Can’t we just remove the tonsils and adenoids to fix it?

So why can’t we just remove them surgically? Doesn’t this fix the problem?

In some cases, removing the tonsils and adenoids can be positively life-changing. A child can sleep better, so their behaviour and concentration improve markedly. So surgery can be warranted in some cases.

But we do want to exhaust all other options first!

Why, you ask? There are two reasons to opt for natural measures first.

First, there are health implications when you remove the tonsils and adenoids. One study with nearly 1.2 million children looked at the effects of removal on long-term health. It found that children who had tonsils and/or adenoids removed had a significantly higher risk of respiratory, infectious and allergic disease over the following years.

This is not surprising, given that they both play a role in immunity. So removing it may reduce immune function to some degree.

But the second reason is that removing the tonsils and adenoids don’t address the root cause – inflammation. Inflammation can leave kids prone to infections and allergies. So surgery is a bandaid solution, as it doesn’t reduce inflammation.

If you have already opted for surgery, there’s no need to panic. You can still focus on reducing inflammation to correct the underlying cause.

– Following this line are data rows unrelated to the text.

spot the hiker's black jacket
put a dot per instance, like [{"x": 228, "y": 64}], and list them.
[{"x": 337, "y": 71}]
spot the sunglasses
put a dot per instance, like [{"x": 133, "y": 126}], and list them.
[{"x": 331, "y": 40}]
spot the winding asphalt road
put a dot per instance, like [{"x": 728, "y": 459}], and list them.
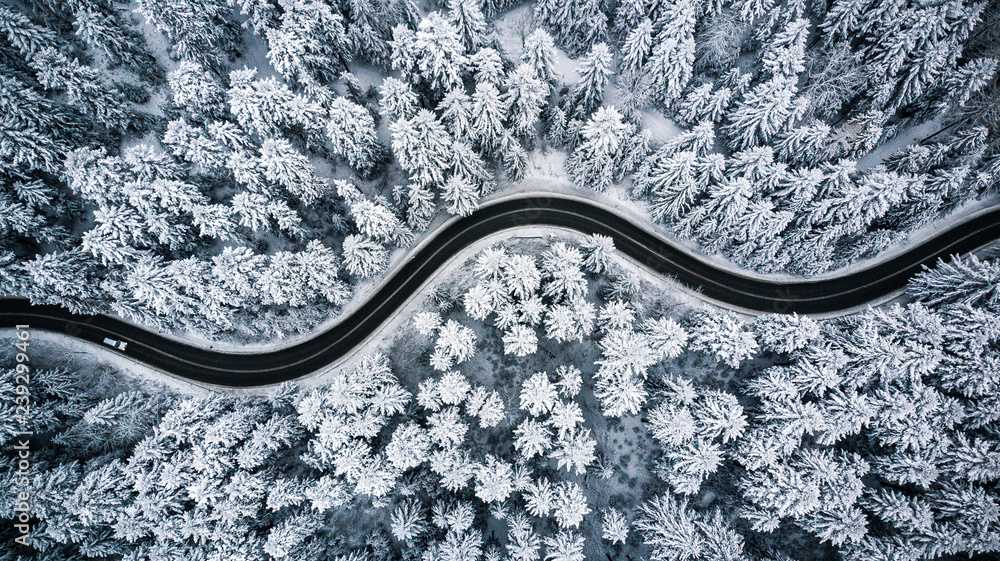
[{"x": 637, "y": 242}]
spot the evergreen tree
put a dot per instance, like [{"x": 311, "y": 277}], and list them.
[
  {"x": 578, "y": 24},
  {"x": 487, "y": 128},
  {"x": 595, "y": 71},
  {"x": 670, "y": 64},
  {"x": 469, "y": 21},
  {"x": 524, "y": 99},
  {"x": 761, "y": 115},
  {"x": 539, "y": 54},
  {"x": 592, "y": 164},
  {"x": 432, "y": 57},
  {"x": 201, "y": 30}
]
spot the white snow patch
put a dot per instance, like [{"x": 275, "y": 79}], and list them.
[{"x": 660, "y": 128}]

How to treat enlarged tonsils and adenoids naturally

There are three main steps I consider when working with swollen tonsils and adenoids.

Determine the cause of inflammation

If you don’t know the cause, you can’t address it! It’s best to work with a qualified practitioner who can help you with this.

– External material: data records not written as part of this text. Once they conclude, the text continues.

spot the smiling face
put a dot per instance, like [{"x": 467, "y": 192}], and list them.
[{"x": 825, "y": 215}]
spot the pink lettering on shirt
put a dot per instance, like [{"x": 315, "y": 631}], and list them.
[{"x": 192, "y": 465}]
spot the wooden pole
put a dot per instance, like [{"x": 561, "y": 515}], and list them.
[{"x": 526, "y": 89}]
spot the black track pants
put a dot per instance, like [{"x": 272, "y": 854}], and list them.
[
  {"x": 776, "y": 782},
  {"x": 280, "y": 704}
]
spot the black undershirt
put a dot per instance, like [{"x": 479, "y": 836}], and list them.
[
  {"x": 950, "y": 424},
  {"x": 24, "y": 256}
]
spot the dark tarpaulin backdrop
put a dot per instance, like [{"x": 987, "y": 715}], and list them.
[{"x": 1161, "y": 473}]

If you know your child has allergies or intolerances, start by removing those. If you’re not sure and you’d like to start on your own, try a dairy-free diet for 6 weeks and see how they go. In my clinical experience, dairy is one of the most common contributors to inflammation, including in the tonsils and adenoids.

Build immune tolerance

Often people go crazy with restrictive diets, and end up not able to eat anything much at all. That’s why an essential step in any elimination diet is building tolerance. By building up the immune system, you can help your child to tolerate a variety of food and environmental substances without it leading to inflammation.

There are a few things you can do to build up tolerance. One essential step is to balance the gut bacteria – I discuss this in my Kids Gut Health ebook, which you can download for free here.

Vitamin D is another one to look at. At this time of year, it can be tricky to get enough sun exposure to optimise vitamin D levels. For tips on how to ensure your child gets enough vitamin D, see my previous article here.

There are some herbs that can also be effective for building tolerance. A naturopath can help guide you with the right options for your child.

Heal the gut

Finally, we want to heal the gut to reduce any inflammation occurring there. That means we want to reduce foods that can cause inflammation – dairy and gluten are the most common inflammatory foods. Not everyone will need to remove these food groups, so it’s best to seek professional help.

But we also want to incorporate things that support the healing process. Bone broth and gelatin can help to soothe and heal the gut lining.

Zinc is important for immune and gut health. Another beneficial nutrient for the gut lining is glutamine. These nutrients can be found in the diet, but if your child’s gut is impaired, a practitioner can offer them in supplement form to boost their levels up.

For more gut healing tips, download the free Kids Gut Health ebook here.

Other supportive therapies to try

There are other modalities that may be able to help with the tonsils and adenoids.

Orofacial myotherapy is relatively unknown – there is only one here in Adelaide. This therapy is all about establishing correct oral function and encourage breathing through the nose. Enlarged tonsils can cause kids to become mouth breathers, which in turn can increase inflammation. Mouth breathing can also be problematic for sleep issues as well.

Cranio-sacral therapy is another therapy to try. This is a gentle form of bodywork that aims to relieve compression in the head, neck and back.